RoleMan: Functions for Managing Roles in PostgreSQL

One of the substantial difficulties with role management in PostgreSQL from programming perspectives is that utility statements such as CREATE ROLE do not have plans and therefore do not take parameters. This means that programs which want to create roles must issue the statements and guard against SQL injection with very little help from the standard tools.

The roleman extension is tested in PostgreSQL 9.4 and higher. It makes extensive use of built-in excaping functions and registered entity types in PostgreSQL to ensure that inputs are handled and escaped properly regardless of inputs.

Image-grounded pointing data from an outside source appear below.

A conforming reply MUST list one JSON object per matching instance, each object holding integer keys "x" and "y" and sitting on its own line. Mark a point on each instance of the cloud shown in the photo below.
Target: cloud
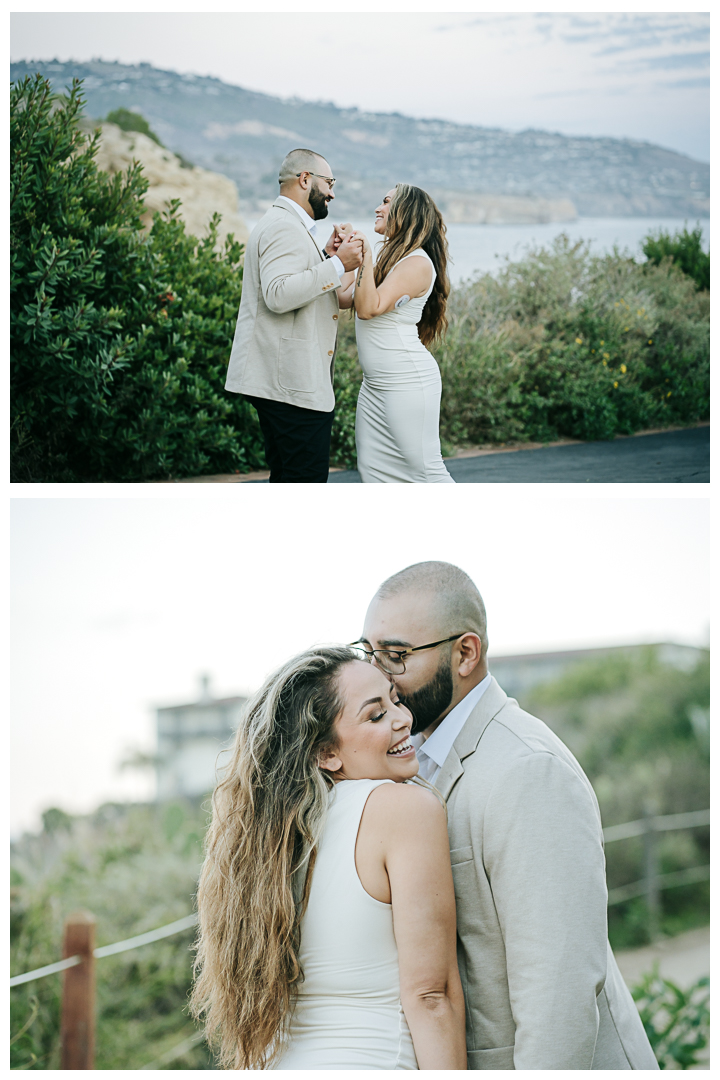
{"x": 675, "y": 61}
{"x": 703, "y": 83}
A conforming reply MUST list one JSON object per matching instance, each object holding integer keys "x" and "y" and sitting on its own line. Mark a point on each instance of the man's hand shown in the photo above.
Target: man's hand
{"x": 350, "y": 252}
{"x": 339, "y": 233}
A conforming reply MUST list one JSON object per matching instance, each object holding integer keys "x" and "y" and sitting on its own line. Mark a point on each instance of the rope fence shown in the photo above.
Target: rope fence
{"x": 152, "y": 935}
{"x": 78, "y": 1022}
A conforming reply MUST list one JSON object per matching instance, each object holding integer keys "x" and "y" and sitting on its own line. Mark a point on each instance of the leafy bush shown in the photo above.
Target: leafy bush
{"x": 677, "y": 1022}
{"x": 128, "y": 121}
{"x": 135, "y": 868}
{"x": 684, "y": 248}
{"x": 119, "y": 341}
{"x": 564, "y": 343}
{"x": 638, "y": 726}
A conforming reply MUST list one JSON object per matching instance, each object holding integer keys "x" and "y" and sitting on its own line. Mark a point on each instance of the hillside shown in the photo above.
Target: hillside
{"x": 201, "y": 192}
{"x": 244, "y": 135}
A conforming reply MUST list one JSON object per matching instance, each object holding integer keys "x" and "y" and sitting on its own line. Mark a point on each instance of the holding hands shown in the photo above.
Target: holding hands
{"x": 347, "y": 244}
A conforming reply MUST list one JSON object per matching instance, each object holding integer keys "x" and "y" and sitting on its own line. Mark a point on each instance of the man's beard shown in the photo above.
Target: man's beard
{"x": 431, "y": 700}
{"x": 317, "y": 201}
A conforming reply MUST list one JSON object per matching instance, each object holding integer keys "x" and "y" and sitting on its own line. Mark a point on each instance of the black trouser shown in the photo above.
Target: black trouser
{"x": 297, "y": 442}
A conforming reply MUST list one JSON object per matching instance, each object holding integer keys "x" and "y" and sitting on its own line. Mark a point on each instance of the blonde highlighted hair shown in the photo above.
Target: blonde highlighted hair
{"x": 268, "y": 813}
{"x": 413, "y": 220}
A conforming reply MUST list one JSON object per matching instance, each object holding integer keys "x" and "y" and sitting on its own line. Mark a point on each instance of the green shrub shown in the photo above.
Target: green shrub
{"x": 132, "y": 122}
{"x": 119, "y": 340}
{"x": 637, "y": 725}
{"x": 684, "y": 248}
{"x": 677, "y": 1022}
{"x": 565, "y": 343}
{"x": 135, "y": 868}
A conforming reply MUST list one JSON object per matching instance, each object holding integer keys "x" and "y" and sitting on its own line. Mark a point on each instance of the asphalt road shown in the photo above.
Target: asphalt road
{"x": 670, "y": 457}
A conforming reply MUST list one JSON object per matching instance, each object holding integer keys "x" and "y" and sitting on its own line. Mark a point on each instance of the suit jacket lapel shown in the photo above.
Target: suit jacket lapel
{"x": 466, "y": 743}
{"x": 301, "y": 226}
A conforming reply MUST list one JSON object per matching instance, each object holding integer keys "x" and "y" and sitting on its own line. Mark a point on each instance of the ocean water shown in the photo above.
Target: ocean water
{"x": 477, "y": 248}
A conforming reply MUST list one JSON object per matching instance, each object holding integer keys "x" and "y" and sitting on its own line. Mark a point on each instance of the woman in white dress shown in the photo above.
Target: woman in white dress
{"x": 401, "y": 306}
{"x": 327, "y": 925}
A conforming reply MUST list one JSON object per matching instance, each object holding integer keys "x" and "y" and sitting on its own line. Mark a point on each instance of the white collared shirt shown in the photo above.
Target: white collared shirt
{"x": 433, "y": 751}
{"x": 311, "y": 226}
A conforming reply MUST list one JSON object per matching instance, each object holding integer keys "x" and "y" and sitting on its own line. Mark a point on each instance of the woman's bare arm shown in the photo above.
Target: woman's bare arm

Permissions are whitelisted.

Compatibility

As of 0.1.2, installcheck works properly against 9.4 through 9.6. There are no known or expected issues with PostgreSQL 10, but this will be further tested. Test case failures may need to be manually reviewed in that case.

There are no changes to the extension between 0.1.0 and 0.1.2. All changes are in documentation and test case compatibility.

Conventions

The basic form of the argument list is:

grantee_role, granted_object, permissions_granted

In the case of granting to all objects in a schema, we have this divided a little more:

grantee_role, granted_schema, granted_object_type, permissions_tranted

permissions_granted is always a whitelisted text array. The other fields are always singe values.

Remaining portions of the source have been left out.